Speaker
Description
Extracting maximal information from upcoming cosmological surveys is a pressing task on the journey to understanding phenomena such as neutrino mass, dark energy, and inflation. This can be achieved by both making advancements in methodology and by carefully combining multiple cosmological datasets.
In the first part of my talk I will discuss methodological advancements to obtain optimal constraints, focussing on field-level inference with differentiable forward modeling. I will first motivate this approach to both reconstruct the initial conditions of the Universe and to obtain cosmological constraints. I will then tackle one of the bottlenecks of this approach -- sampling a high-dimensional parameter space -- by presenting a novel method, Microcanonical Langevin Monte Carlo. This method is orders of magnitude more efficient than the traditional Hamiltonian Monte Carlo and will enable scaling field-level inference to the regime of upcoming surveys.

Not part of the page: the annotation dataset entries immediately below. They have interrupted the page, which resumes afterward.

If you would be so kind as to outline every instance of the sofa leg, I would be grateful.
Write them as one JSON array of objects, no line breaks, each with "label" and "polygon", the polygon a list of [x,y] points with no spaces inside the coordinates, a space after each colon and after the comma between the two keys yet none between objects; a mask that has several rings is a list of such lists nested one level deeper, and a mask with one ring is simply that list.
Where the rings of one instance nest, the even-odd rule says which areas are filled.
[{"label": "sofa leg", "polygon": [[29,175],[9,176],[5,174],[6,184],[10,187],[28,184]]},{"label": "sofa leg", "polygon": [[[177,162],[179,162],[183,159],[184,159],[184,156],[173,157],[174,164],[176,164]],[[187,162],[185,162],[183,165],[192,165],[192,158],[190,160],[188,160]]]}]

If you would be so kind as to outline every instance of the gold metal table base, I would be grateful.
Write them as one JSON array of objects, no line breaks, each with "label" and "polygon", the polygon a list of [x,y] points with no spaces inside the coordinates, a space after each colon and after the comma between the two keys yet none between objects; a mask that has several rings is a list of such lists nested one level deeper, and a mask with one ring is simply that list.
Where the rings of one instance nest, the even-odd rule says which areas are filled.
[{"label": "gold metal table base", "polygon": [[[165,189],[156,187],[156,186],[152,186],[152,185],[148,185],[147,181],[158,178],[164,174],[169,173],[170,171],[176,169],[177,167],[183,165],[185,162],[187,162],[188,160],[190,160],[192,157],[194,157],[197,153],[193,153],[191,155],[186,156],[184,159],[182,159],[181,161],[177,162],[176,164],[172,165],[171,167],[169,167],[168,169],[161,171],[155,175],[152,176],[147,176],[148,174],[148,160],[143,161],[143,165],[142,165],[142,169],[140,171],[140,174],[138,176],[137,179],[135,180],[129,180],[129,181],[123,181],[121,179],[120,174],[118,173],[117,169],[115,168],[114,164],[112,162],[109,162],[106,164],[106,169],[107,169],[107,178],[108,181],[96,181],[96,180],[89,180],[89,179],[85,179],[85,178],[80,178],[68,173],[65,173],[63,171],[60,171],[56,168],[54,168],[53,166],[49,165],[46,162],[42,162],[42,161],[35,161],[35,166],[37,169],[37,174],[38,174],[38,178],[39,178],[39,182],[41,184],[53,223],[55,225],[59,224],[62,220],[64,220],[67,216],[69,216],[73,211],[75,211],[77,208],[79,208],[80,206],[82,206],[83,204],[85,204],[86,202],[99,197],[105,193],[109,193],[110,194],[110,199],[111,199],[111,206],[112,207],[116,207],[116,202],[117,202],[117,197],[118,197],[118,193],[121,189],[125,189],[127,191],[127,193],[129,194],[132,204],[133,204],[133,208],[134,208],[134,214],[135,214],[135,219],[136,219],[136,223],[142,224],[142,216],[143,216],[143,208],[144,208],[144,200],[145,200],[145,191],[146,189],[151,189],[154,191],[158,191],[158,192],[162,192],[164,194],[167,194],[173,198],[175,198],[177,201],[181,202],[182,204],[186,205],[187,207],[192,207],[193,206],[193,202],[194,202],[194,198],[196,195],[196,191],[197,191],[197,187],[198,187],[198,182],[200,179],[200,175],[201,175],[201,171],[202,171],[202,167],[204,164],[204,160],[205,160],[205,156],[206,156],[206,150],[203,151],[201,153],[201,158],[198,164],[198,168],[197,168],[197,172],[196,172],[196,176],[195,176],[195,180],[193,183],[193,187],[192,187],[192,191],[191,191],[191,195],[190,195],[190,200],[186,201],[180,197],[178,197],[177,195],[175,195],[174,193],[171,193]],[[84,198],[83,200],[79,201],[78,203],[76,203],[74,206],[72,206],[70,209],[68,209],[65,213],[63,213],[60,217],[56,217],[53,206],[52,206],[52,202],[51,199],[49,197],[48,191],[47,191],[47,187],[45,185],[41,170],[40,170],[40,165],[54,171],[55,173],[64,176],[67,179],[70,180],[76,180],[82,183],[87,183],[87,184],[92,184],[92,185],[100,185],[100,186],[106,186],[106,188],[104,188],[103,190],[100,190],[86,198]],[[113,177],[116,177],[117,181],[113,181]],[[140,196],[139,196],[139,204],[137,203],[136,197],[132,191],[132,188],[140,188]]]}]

I will then discuss combining multiple cosmological datasets to break parameter degeneracies and calibrate systematics. In particular, I will present the HalfDome cosmological simulations, a set of large-volume simulations designed specifically to model the Universe from CMB to LSS for the joint analysis of Stage IV surveys. I will show how these simulations are being used to mitigate systematics, obtain tighter constraints on cosmological parameters, and as a playground for machine learning applications.